Significant Inheritance Coming for Half of Households
According to data from Statistics Canada, nearly 50% of households can expect to inherit a significant amount. In fact, the aggregate net worth in 2012 of all senior households was $2.18 trillion while the number of households headed by someone between 45 and 65 was 5.8 million. Dividing the numbers, each household would receive an average inheritable amount of $375,000 prior to factoring in taxes. And studies have shown that seniors over 70, and even more so over 80, are net savers (probably mostly from pension benefits,) which means their net worths are likely to get even bigger before passing down their inheritances. 🙂
In a more recent survey of about 1,500 people, investment firm Edward Jones reported that 49% of Canadians are not expecting a “significant” inheritance. I’m not sure what defines significant in this case. But that would also mean 51% of Canadians do expect a meaningful inheritance. Yay! The survey also found that “61% of those aged 55 to 64 and 57% of those aged 65 and older are expecting to leave a “significant contribution” after they die.” This is good news. It means most of us are getting some kind of inheritance. 🙂
Don’t Screw Up Your Inheritance
For those of us who are lucky enough to receive an estate windfall, it is important that we know how to manage it. Living modestly can make our winnings last a lifetime. We should also try to avoid what Lorette Taylor did in this CBC article. After her father passed away she was tasked with disbursing the inheritance money. This includes giving $846,648 to her brother who lives 5 hours away from her by car. So she obtained a bank draft for $846,648 which was addressed to her brother and sent it to him via UPS.
However, UPS lost the package. 🙁 It became an uphill battle for Lorette, but after nearly a year TD has finally agreed to settle the matter and write her another bank draft.
Something silly like this should never happen to anyone. In terms of who was at fault, I think everyone made some mistakes. UPS messed up because it failed to deliver a basic service and lost the client’s bank draft. TD screwed up because it didn’t train its worker properly to advise a wire transfer or EFT in this situation, instead of a bank draft. And Lorette also should do some research and ask more questions before handling the inheritance money.
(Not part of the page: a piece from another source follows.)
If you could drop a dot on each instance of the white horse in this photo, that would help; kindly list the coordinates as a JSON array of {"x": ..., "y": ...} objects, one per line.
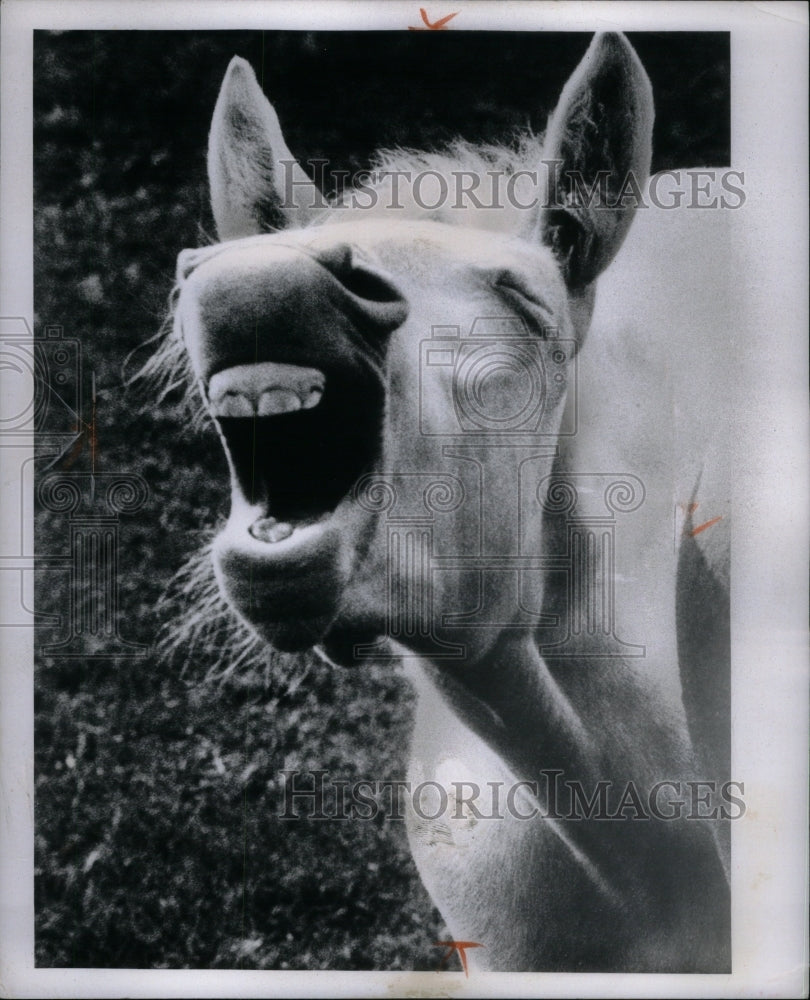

A bank draft is as good as cash. Unlike a regular cheque, the money is immediately taken out of a client’s bank account as soon as the bank draft is created. You can’t cancel an existing bank draft in the same way you can a personal cheque. If Lorette understood how bank drafts works in the beginning she probably wouldn’t have trusted it to UPS. This is why no matter how much money we have, we also need financial literacy if we plan to hold onto our money.
The lesson here is to use wire transfers (which is traceable) when moving large sums of money, such as an inheritance. And also, never send a bank draft in the mail. 🙂
Random Useless Fact:
Superstition in Bangladesh leads to overweight crocodiles.